Le projet du PAM a donné à la communauté une lueur d'espoir à une époque où les parents ont du mal à subvenir aux besoins de leurs familles. Haïti subit continuellement des inondations et des sécheresses et se classe au troisième rang des pays les plus touchés par les événements météorologiques extrêmes de 2000 à 2020.
Unprecedented needs threaten a hunger catastrophe
En cette année de besoins humanitaires sans précédent à travers le monde, Haïti est l'un des pays qui ressent le plus les effets de la hausse des prix du carburant et de la nourriture, avec des conséquences désastreuses pour sa population. Le PAM a récemment averti que la hausse des prix alimentaires menace l'Amérique latine et les Caraïbes, plusieurs pays étant fortement dépendants des importations de céréales, comme Haïti.

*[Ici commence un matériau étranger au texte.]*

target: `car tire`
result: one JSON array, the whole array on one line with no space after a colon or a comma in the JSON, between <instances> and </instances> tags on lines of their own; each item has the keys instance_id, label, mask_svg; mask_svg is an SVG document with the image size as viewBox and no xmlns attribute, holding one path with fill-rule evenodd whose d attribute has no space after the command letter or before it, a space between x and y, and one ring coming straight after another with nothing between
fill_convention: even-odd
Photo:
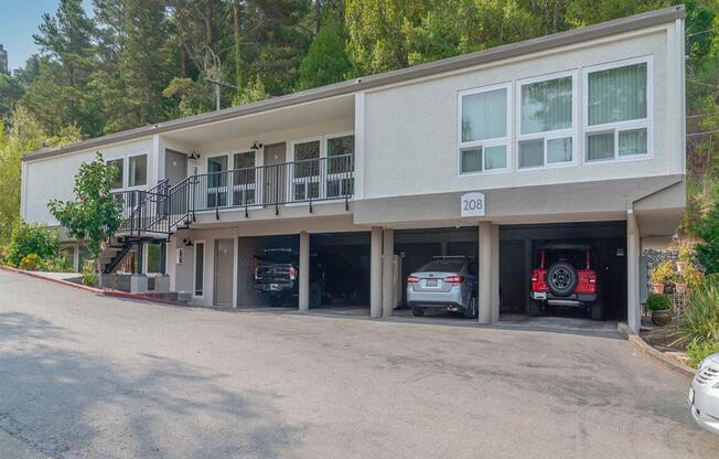
<instances>
[{"instance_id":1,"label":"car tire","mask_svg":"<svg viewBox=\"0 0 719 459\"><path fill-rule=\"evenodd\" d=\"M479 310L477 305L476 305L476 295L472 293L472 298L470 298L470 305L464 310L464 319L476 319L479 313L480 313L480 310Z\"/></svg>"},{"instance_id":2,"label":"car tire","mask_svg":"<svg viewBox=\"0 0 719 459\"><path fill-rule=\"evenodd\" d=\"M527 312L530 317L540 317L541 316L541 303L536 300L529 300L529 307Z\"/></svg>"},{"instance_id":3,"label":"car tire","mask_svg":"<svg viewBox=\"0 0 719 459\"><path fill-rule=\"evenodd\" d=\"M554 263L547 269L547 286L557 297L567 297L575 291L577 287L577 269L567 261Z\"/></svg>"},{"instance_id":4,"label":"car tire","mask_svg":"<svg viewBox=\"0 0 719 459\"><path fill-rule=\"evenodd\" d=\"M604 319L604 305L601 301L594 301L591 306L592 320Z\"/></svg>"}]
</instances>

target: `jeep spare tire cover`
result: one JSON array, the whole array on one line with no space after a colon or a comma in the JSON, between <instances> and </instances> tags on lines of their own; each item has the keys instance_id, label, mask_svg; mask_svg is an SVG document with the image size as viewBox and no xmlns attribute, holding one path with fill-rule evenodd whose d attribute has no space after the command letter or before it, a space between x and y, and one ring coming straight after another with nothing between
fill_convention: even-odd
<instances>
[{"instance_id":1,"label":"jeep spare tire cover","mask_svg":"<svg viewBox=\"0 0 719 459\"><path fill-rule=\"evenodd\" d=\"M567 261L557 261L547 270L549 291L558 297L566 297L577 287L577 269Z\"/></svg>"}]
</instances>

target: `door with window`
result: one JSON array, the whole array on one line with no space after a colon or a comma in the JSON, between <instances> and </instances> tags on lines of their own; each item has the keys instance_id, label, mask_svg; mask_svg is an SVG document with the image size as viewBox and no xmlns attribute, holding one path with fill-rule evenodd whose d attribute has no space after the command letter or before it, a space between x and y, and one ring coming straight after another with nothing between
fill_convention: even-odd
<instances>
[{"instance_id":1,"label":"door with window","mask_svg":"<svg viewBox=\"0 0 719 459\"><path fill-rule=\"evenodd\" d=\"M207 209L227 205L227 157L207 159Z\"/></svg>"},{"instance_id":2,"label":"door with window","mask_svg":"<svg viewBox=\"0 0 719 459\"><path fill-rule=\"evenodd\" d=\"M320 198L320 140L294 143L292 162L292 201Z\"/></svg>"},{"instance_id":3,"label":"door with window","mask_svg":"<svg viewBox=\"0 0 719 459\"><path fill-rule=\"evenodd\" d=\"M326 198L350 196L354 192L354 136L328 139Z\"/></svg>"},{"instance_id":4,"label":"door with window","mask_svg":"<svg viewBox=\"0 0 719 459\"><path fill-rule=\"evenodd\" d=\"M233 154L233 205L255 205L256 172L255 151Z\"/></svg>"},{"instance_id":5,"label":"door with window","mask_svg":"<svg viewBox=\"0 0 719 459\"><path fill-rule=\"evenodd\" d=\"M265 146L265 167L262 168L262 202L275 204L286 202L287 181L287 145L275 143Z\"/></svg>"},{"instance_id":6,"label":"door with window","mask_svg":"<svg viewBox=\"0 0 719 459\"><path fill-rule=\"evenodd\" d=\"M215 305L233 305L233 277L235 269L235 244L233 239L215 241Z\"/></svg>"}]
</instances>

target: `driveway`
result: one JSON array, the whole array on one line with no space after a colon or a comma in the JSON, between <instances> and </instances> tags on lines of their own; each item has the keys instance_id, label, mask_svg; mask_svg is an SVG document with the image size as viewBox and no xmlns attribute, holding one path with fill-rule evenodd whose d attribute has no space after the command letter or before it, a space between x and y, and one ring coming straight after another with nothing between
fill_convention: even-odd
<instances>
[{"instance_id":1,"label":"driveway","mask_svg":"<svg viewBox=\"0 0 719 459\"><path fill-rule=\"evenodd\" d=\"M37 457L717 457L687 387L619 339L173 308L0 271L0 446Z\"/></svg>"}]
</instances>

Les îles des Caraïbes qui importent une grande partie de leur nourriture devraient subir le contrecoup de la flambée du coût du fret maritime. En mars, le PAM a alerté que 4,5 millions d'Haïtiens connaissaient des niveaux élevés d'insécurité alimentaire aiguë, indiquant une aide alimentaire humanitaire plus faible que prévu et les retombées continues du tremblement de terre d'août dernier comme facteurs clés.
Dans un contexte d'insécurité alimentaire croissante, le pays se prépare à une troisième saison des ouragans atlantique supérieure à la moyenne à partir de juin, ce qui pourrait plonger davantage de personnes dans la faim.
C'est pourquoi le PAM associe l'aide alimentaire à des projets de résilience comme celui mis en œuvre dans la commune de Jean Rabel. Aider les familles à devenir autonomes est l'objectif ultime afin qu'à terme, les personnes vulnérables n'aient pas à dépendre de l'aide d'urgence.
Dans le cadre du programme, qui s'appelle officiellement Assistance alimentaire pour la production d'actifs (FFA), la communauté apprend la réhabilitation des terres, les systèmes d'irrigation et la conservation de l'eau qui sont essentiels pour faire pousser des cultures, en particulier lorsqu'elles doivent faire face à des conditions météorologiques extrêmes. Cette assistance a fourni une aide en espèces à plus de 3 000 petits exploitants agricoles à Jean Rabel pour aider à répondre aux besoins immédiats des familles.
Ewaldy Estil, expert résilience responsable de la mise en oeuvre du partenaire avec Heifer International, explique comment le projet renforce la cohésion sociale au sein de la communauté. Par exemple, pour la construction des abris pour les chèvres, les membres de la communauté travaillent ensemble avec l'aide de leurs voisins.
Selon Alessandro Valorri, responsable de la résilience au Programme Alimentaire Mondial en Haïti, l’objectif principal de ce projet est de favoriser la sécurité alimentaire dans les zones rurales d'Haïti. Le projet contribue à augmenter les revenus grâce au développement durable, en combinant l'élevage et le soutien agricole. Il améliore les techniques d'élevage, offre une formation commerciale, un développement communautaire ainsi qu'un renforcement du capital social. "L'intégration de tous ces programmes aide la population à disposer de plus de ressources pour supporter les chocs climatiques et autres aléas", ajoute-il.
Grâce au financement de la Suisse, trois milles petits agriculteurs et autres ménages vulnérables ont bénéficié de ce projet visant a augmenté la capacité de résilience de la communauté face aux inondations et sécheresse.
Cette année, les programmes de résilience du PAM en Haïti sont soutenus par la Suisse, le Canada, la Corée du Sud (KOICA) et l'Agence américaine pour le développement international (USAID/BHA).